In short, we should fight to ensure America keeps “mowing the lawn.” As this administration willfully sits on the porch of history and sips a beer, the seeds of international radicalism are exploding. We don’t have time to wait for ideological pesticides or economic weed-control—we need to cut the grass now, before it engulfs the entire lawn. You get the analogy: radical Islamists are the grass, America is the lawn-mower, and we need to cut them down—to the shortest length possible.

A pair of Israeli policy thinkers recently described their nation’s approach to dealing with Hamas the same way—a “mowing the grass” strategy—that, while not a long term solution, is the best-bad way to deal with a “protracted intractable conflict.” America faces the same long-war from radical Islamists. Mowing the grass means the focus will not be on defeating dangerous actors—like the Islamic State, Al Qaeda, the Taliban (Afghanistan and Pakistan-type), Hezbollah, Al Nusra Front and others—but merely on degrading their ability to strike U.S. interests.

This pragmatic, if blunt, approach requires military assets America still has: power-projection platforms, small, regional footprints, intelligence networks, technological advantages, highly skilled operators, and a Congressional “authorization for use of military force against terrorists.” It also includes influence the White House can still muster: collaboration with global and local allies and shoring up congressional will. For years, America has quietly been “at war” with radical Islamists in Yemen who seek international reach, yet the public shrugs. Why not replicate this approach elsewhere?

Preferably, diplomatic progress, economic incentives, and international cooperation would suffice; but as Obama has discovered the hard way, the world exists as it is—not as we wish it to be. With Obama at the helm, and U.S. power diminished, these softer approaches simply have not worked. As such, mowing the lawn—killing those who seek to destroy us, our allies, and our way of life—is the most judicious application of U.S power in the next two years. The president has shown a begrudging willingness to use this power in the past (see Bin Laden raid and drone strikes) and has an incentive not to leave the world completely aflame in 2017.

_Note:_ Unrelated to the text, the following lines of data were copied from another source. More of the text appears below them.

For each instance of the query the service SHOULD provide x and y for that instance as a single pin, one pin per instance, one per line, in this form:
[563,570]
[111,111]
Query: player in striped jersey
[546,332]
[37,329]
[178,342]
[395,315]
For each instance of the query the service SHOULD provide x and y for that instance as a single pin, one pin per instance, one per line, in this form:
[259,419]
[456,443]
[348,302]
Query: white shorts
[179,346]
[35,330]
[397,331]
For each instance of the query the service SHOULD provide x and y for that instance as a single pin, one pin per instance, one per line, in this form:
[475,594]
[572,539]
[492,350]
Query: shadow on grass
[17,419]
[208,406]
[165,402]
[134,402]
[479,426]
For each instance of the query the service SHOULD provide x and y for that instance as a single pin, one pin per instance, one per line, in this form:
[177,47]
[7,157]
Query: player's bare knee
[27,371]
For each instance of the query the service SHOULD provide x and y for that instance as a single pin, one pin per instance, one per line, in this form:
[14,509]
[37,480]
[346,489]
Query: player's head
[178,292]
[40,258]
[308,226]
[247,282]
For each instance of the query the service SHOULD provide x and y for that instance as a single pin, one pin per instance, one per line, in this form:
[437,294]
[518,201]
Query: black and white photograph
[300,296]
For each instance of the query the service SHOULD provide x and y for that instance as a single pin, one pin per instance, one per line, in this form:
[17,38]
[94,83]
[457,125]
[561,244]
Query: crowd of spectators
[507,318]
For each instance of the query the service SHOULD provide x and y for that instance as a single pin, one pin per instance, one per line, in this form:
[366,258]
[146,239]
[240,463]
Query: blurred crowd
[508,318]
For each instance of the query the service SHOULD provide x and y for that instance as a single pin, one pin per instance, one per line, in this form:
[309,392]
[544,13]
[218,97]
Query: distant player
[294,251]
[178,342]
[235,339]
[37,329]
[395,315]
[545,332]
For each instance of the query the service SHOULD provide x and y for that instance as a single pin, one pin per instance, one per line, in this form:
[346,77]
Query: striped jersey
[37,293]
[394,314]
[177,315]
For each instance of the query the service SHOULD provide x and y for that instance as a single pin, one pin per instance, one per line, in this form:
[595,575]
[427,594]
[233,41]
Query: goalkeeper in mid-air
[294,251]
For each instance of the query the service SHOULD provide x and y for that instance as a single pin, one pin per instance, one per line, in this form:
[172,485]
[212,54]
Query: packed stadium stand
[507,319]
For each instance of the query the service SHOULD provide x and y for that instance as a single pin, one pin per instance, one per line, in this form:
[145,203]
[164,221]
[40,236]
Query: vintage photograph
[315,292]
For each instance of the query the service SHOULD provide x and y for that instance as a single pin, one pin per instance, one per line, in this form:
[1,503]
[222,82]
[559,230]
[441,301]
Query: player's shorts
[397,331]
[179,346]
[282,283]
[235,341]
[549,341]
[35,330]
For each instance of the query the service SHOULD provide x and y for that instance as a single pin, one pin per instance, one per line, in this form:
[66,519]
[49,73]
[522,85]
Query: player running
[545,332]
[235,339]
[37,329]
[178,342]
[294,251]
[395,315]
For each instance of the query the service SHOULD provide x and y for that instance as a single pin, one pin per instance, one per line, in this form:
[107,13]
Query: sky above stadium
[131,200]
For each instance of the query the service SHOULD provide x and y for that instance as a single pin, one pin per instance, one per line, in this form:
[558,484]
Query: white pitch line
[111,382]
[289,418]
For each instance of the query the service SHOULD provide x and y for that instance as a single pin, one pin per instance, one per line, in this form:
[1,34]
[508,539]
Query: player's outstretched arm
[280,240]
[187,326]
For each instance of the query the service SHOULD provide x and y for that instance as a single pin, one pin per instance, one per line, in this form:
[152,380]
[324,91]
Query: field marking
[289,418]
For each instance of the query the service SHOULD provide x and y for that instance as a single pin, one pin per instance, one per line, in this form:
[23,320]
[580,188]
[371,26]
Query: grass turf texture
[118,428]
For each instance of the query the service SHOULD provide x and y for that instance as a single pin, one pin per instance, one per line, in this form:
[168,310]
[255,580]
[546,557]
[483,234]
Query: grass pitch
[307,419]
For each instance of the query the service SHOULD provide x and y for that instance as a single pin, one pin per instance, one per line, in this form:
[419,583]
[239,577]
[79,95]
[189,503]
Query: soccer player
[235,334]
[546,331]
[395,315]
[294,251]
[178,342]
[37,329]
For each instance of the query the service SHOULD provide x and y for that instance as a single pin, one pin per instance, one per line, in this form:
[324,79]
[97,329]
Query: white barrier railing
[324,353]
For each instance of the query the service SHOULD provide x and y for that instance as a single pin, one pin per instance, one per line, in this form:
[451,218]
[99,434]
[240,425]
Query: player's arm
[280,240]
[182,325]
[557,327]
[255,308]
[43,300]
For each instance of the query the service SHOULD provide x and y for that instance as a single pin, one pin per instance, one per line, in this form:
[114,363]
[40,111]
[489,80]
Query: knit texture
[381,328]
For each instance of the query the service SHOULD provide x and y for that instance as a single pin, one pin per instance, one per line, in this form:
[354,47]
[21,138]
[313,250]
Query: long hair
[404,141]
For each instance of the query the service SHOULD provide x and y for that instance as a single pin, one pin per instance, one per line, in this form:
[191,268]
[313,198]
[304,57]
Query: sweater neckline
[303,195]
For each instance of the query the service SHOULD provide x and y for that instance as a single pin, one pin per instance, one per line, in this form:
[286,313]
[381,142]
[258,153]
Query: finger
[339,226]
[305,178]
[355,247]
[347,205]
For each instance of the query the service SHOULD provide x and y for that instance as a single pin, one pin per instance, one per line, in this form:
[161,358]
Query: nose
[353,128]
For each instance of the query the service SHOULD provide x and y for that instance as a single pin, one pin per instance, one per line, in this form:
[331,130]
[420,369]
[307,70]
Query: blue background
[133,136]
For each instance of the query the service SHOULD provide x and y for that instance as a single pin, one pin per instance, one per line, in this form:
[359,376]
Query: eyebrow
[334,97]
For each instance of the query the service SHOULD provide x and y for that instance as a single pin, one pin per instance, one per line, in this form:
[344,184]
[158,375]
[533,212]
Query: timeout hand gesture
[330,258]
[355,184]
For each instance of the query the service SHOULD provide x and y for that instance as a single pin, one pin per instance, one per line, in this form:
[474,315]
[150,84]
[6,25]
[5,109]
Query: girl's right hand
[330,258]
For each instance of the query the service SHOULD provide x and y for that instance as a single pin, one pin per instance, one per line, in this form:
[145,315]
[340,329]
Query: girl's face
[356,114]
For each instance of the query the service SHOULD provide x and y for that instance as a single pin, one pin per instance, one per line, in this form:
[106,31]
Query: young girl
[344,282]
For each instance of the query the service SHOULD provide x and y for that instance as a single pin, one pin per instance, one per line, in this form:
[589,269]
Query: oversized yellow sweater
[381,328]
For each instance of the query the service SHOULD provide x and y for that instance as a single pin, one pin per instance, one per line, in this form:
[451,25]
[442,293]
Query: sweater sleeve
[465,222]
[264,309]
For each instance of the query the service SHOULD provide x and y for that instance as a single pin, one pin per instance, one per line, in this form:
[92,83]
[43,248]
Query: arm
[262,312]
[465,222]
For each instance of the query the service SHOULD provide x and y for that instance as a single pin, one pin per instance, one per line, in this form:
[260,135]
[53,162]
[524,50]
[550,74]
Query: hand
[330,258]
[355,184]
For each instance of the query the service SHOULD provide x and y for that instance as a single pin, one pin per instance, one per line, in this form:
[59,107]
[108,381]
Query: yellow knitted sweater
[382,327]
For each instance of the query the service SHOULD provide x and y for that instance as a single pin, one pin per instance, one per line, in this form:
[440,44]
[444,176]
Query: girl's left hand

This approach won’t work everywhere—it doesn’t provide a satisfying answer for meeting Putin’s aggression in Ukraine, for instance, or for dealing with the inevitable next round of madness from North Korea. It’s essentially a strategy of “muddling through”—or “whack-a-mole” where we actually whack—until the White House is occupied by a commander in chief who grasps the concept that a) America has enemies; b) only America can confront those enemies; and c) and American power is essential to a stable and secure world order.

The dark lesson of the past six years, as our adversaries grasped and Obama never did, is that power vacuums invite challenge and violence. Yet unlike his domestic policies, Obama’s failures are America’s failures—and things could get much worse in two years; turning our unkempt lawn into intractable thicket. We must help mow the rapidly growing grass until a real lawn-care professional arrives on scene.